Hello all,
Just wondering when others were put on more relaxed follow-up visits. My husband (Stage 4 tonsil cancer) was stretched out into 2 month follow-ups recently. He is exactly (today!) one-year out from diagnosis and has been moved from monthly checks to every-other-month checks. I was a little surprised because I expected this to happen at one-year post treatment, not diagnosis. I know I should feel very good that he is doing well enough to have this new schedule...but I still worry about vigilance. We had a scare right before Thanksgiving that I won't go into...had me back in basket-case zone. But the resulting extra doctor's visit resulted in them telling him that he is really past the main danger period, according to what they see in their practice. This also surprised me. I had the idea that 1 year to 18 months was more of the danger of recurrence zone. I know I'm rambling. Just kind of wondering what others have been told and what kind of schedules as far as checks and scans are the norm at one-year post diagnosis.

Thanks,
Anita

Hi Anita, like your husband I had stage 4 tonsil cancer but my oncologist never told me that I have already passed the most danger period. I would have been more relieved if any doctor had told me this. He only said the first two years are very critical and since I am at a very advanced stage, even after the 2 year mark, I still have a 50/50 chance of recurrence in the years to come. The only thing he and I can do is to keep close observation and have regular checks. I have medical appointment with the oncologist on a 10-week basis and tests including MRT, CT scan and ultrasound annually.There is still the anxiety before each appointment but is gradually decreasing.
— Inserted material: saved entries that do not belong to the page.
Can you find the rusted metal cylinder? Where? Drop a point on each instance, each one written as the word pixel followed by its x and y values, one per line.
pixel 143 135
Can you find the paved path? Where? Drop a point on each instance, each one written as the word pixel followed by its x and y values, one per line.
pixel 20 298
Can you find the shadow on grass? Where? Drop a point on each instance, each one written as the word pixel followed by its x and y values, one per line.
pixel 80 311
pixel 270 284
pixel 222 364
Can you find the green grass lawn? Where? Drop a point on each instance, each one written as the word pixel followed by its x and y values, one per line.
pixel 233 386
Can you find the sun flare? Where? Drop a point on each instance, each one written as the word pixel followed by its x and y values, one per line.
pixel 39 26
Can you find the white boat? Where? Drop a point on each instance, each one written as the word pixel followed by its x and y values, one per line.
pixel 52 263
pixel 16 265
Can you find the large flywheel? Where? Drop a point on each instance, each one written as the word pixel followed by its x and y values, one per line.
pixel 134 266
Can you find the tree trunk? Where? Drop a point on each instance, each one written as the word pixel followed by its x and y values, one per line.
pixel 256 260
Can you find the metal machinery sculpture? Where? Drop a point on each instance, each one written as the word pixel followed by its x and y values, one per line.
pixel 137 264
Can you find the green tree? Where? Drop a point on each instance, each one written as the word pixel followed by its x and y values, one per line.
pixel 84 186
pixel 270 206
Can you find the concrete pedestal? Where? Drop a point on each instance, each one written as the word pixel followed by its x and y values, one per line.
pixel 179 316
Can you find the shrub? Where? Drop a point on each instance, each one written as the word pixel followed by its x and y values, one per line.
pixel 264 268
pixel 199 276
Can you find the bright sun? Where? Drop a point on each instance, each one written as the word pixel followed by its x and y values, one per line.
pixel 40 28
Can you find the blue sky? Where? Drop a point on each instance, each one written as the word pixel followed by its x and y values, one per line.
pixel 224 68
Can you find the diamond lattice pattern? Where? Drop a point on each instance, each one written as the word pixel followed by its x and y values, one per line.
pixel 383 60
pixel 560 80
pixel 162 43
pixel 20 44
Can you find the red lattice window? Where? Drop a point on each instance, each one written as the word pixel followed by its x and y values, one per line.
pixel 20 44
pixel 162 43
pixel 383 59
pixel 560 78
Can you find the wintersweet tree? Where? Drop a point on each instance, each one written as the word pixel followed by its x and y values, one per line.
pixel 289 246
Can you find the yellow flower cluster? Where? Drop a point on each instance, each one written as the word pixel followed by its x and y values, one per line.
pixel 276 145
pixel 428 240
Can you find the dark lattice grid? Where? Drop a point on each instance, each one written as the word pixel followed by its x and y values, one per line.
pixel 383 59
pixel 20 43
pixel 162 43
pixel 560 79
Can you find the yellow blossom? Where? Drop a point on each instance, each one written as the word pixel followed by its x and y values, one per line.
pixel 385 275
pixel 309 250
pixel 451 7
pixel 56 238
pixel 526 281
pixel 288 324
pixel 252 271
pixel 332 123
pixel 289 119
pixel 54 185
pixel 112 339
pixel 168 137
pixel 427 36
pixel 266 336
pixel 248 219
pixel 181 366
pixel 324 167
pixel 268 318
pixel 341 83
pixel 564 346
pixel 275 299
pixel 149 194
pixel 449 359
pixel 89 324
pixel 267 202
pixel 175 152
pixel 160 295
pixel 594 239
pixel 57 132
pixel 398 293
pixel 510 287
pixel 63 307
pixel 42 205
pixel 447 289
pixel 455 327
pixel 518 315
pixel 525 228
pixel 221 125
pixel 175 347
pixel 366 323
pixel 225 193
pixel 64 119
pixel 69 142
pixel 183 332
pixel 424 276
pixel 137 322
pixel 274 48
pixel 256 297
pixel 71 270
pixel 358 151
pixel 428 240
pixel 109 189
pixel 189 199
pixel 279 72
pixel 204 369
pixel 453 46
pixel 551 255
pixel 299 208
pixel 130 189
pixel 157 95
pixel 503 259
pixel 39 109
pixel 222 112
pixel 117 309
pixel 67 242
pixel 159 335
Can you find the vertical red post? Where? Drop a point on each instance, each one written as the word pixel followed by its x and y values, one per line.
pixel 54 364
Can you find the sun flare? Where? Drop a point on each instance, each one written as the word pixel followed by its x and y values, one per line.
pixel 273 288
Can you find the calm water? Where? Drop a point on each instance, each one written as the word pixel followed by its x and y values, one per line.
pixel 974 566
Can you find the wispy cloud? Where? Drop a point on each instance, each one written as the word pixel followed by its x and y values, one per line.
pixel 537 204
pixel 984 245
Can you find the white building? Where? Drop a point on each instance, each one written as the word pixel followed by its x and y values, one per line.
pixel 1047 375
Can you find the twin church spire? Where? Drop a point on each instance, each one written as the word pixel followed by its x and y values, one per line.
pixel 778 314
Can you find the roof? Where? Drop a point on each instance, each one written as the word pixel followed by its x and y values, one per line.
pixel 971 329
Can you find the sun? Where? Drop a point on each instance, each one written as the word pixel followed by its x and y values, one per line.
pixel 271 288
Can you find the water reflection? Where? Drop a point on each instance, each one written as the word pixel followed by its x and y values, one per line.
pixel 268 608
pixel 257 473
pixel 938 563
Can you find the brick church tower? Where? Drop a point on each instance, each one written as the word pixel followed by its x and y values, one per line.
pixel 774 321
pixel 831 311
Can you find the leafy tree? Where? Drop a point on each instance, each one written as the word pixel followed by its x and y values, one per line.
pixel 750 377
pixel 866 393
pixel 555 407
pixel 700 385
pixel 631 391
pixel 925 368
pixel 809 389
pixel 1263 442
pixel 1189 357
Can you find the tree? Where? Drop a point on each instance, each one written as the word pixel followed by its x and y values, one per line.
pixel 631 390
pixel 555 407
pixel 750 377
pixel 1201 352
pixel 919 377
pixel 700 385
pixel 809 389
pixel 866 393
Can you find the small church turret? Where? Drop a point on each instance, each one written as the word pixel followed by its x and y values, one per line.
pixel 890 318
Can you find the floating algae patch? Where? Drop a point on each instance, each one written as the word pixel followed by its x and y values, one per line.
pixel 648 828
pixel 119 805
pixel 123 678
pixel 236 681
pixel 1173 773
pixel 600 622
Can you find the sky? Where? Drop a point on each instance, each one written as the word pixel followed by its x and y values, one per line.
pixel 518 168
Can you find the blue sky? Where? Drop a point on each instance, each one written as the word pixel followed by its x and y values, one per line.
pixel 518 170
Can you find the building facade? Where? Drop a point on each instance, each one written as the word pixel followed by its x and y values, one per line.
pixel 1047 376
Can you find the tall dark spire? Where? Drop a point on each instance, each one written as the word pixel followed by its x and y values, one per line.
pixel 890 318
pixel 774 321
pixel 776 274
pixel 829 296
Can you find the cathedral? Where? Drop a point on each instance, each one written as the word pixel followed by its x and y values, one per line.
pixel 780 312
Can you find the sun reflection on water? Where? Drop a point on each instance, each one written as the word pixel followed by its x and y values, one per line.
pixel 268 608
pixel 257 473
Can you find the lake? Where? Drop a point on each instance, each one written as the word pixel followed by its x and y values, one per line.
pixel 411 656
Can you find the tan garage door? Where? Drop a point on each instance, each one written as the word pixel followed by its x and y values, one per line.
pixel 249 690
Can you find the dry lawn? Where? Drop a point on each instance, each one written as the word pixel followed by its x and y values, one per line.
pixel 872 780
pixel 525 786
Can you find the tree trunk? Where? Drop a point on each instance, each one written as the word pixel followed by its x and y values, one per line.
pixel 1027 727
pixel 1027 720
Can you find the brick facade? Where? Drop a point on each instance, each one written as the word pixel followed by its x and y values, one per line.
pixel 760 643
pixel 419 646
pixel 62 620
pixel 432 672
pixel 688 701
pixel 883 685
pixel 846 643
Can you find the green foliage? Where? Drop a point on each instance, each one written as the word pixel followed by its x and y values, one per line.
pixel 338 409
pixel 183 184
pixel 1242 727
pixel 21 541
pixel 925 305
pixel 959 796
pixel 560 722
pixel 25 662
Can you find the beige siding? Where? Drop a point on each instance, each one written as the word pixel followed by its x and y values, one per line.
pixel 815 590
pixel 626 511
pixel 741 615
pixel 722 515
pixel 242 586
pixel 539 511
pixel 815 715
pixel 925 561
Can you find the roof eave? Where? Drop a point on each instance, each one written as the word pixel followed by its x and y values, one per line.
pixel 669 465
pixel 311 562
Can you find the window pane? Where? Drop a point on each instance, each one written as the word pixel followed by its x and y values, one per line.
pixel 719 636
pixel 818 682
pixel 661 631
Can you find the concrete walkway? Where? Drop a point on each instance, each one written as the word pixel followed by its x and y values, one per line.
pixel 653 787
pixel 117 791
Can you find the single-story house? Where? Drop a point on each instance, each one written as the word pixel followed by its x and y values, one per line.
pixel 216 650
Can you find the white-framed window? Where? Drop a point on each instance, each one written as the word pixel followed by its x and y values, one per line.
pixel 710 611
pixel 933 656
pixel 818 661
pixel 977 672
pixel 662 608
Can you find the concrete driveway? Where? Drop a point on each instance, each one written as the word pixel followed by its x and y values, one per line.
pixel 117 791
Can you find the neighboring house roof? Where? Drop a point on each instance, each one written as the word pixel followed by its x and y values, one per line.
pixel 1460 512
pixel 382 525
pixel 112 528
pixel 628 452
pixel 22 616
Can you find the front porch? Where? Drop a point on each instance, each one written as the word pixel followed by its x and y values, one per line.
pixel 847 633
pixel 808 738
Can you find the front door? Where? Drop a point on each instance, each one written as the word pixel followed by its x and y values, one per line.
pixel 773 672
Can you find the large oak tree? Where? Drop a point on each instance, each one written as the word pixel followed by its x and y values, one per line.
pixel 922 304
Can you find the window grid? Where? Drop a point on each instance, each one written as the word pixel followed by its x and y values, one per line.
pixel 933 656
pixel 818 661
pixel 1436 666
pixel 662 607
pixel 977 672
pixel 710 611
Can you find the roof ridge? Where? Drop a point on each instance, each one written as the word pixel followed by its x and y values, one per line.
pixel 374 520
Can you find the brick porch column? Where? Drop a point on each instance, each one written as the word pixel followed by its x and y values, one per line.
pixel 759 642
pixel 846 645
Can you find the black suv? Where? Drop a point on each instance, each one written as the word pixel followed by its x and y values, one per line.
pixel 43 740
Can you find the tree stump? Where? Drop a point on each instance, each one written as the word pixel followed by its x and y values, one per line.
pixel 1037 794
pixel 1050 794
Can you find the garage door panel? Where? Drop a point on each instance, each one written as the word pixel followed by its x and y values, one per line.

Karen stage 4 tonsil cancer diagnosed in 9/01.

Hi Anita,
I am 12 months post Dx and about 9 months post Tx.
I see the head & neck surgeon every 2 months, the oncologist every 3 months and the radiation oncologist every 6 months. In the beginning I seeing each at 6 week intervals.

I heard somewhere that the first year is the most critical, that 95% of recurrences occur in the first year. I don't remember the source or whether this information is even correct. I only mention it because maybe someone (like Brian) with better knowledge, would like to take it on. It might make for an interesting thread.

Gary,
You and my husband are, time-wise, on pretty much the same track. Let's hope that that 95% figure is correct. Do you think that applies to the first year post-diagnosis or post-treatment?

Both the ENT and the oncologist have told us that they see most recurrences in the first year. Our oncologist was going to try to find some data to support this, but hasn't been able to. They are just basing it on what they see in their practice.

Take care,
Anita

I may have heard it at UCSF at my last appointment with the radiation oncologist.

That would be one year post Tx.

The NCCN practice guidelines are follow-ups every 1-3 months the first year.